I get back to my house. Since the power is out, I realize that the garage will not open unless I unlock it from the top and open it manually. The thought of pulling the garage door open with my hands seems foreign to me. Another realization that technology makes us extremely lazy and takes away our basic instincts as hunters and gatherers. Other preparations are made because I still feel that this is it. This is my armageddon. I pack my jeep with some basic items such as the case of water I purchased from the grocery store earlier in the day. Some power bars, a few "p.b. and j.'s" (on wheat bread of course, just cause this is the end doesn't mean we can start eating unhealthy), some bananas, three apples, a couple of cans of tuna with an opener, my ipod, two lighters and a flask of 18 year old Elijah Craig Kentucky Bourbon make the cut. By no means will this sustain me for an extended period of time but it will do for the time being. I pack all the supplies along with a back pack containing two of my daughters walkie talkies (who I will talk to I have no idea, but I got two), some extra batteries and clothes. I throw it into the front seat of my jeep and go back inside, and I wait.

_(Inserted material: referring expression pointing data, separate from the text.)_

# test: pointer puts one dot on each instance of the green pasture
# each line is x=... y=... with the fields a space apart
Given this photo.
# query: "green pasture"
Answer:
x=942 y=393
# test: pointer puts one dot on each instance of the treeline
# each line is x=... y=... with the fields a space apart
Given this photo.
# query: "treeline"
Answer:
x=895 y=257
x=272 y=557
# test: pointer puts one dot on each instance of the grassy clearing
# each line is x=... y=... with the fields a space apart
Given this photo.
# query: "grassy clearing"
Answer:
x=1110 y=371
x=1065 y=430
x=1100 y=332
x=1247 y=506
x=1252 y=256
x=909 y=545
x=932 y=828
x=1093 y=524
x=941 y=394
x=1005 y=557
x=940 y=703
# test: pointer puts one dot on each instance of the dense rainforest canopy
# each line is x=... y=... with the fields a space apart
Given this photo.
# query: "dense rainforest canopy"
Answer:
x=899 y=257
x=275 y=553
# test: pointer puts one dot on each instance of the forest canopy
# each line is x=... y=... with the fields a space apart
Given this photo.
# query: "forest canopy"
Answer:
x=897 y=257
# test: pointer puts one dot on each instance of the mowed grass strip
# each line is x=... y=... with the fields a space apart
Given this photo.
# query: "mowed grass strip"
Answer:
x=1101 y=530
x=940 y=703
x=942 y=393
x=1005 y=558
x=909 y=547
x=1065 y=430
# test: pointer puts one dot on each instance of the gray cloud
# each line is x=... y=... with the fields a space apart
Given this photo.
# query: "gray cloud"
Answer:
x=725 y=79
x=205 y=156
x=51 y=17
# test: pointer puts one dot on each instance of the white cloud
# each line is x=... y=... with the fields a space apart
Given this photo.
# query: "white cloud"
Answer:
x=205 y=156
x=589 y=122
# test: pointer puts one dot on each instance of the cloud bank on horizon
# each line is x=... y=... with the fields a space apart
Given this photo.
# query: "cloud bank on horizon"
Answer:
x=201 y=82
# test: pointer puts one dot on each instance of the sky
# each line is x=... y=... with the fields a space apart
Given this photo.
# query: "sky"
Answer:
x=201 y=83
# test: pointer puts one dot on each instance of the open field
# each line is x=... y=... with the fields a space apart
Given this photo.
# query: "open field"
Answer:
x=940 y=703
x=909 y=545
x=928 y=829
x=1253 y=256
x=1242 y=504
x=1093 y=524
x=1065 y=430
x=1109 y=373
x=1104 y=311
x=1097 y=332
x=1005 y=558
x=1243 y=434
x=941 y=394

I look at my phone and realize I am in good shape because if the shit was really going down, the cell phone towers would be out. So I sit by the front window and wait. I wait and wait and wait some more. I look out the window and search for any movement whatsoever. I waited so long that I fell asleep and when I finally woke up by that same window it is now 6:48 am. I must have been there in that position by the window for a good three hours. I'm totally soar from leaning against the wall and I feel like a complete dumb ass for going through all this trouble. The power is now on and all seems to be right in the world. I look in the jeep and see a cooler, a back pack and my own embarrassment of the previous nights actions.

To be honest I was a little disappointed that it did not come down to a battle for survival. I was sure that I would see the undead lurking around the corner. I was certain there would be apes at the park yelling "DEATH TO HUMANS!" and begin to chase me.

I am left with the notion I watch to many movies regarding the end of the world. I don't want it to end. I love life. I want to live forever. The movie industry has done us all a disservice by polluting our minds by glorifying a zombie or robotic apocalypse. But the Hollywood in me wants to shoot zombies. It wants to struggle and ultimately it wants to be in a fight for survival.

My first therapy session with Dr. Tillman is this afternoon at 3:00 pm.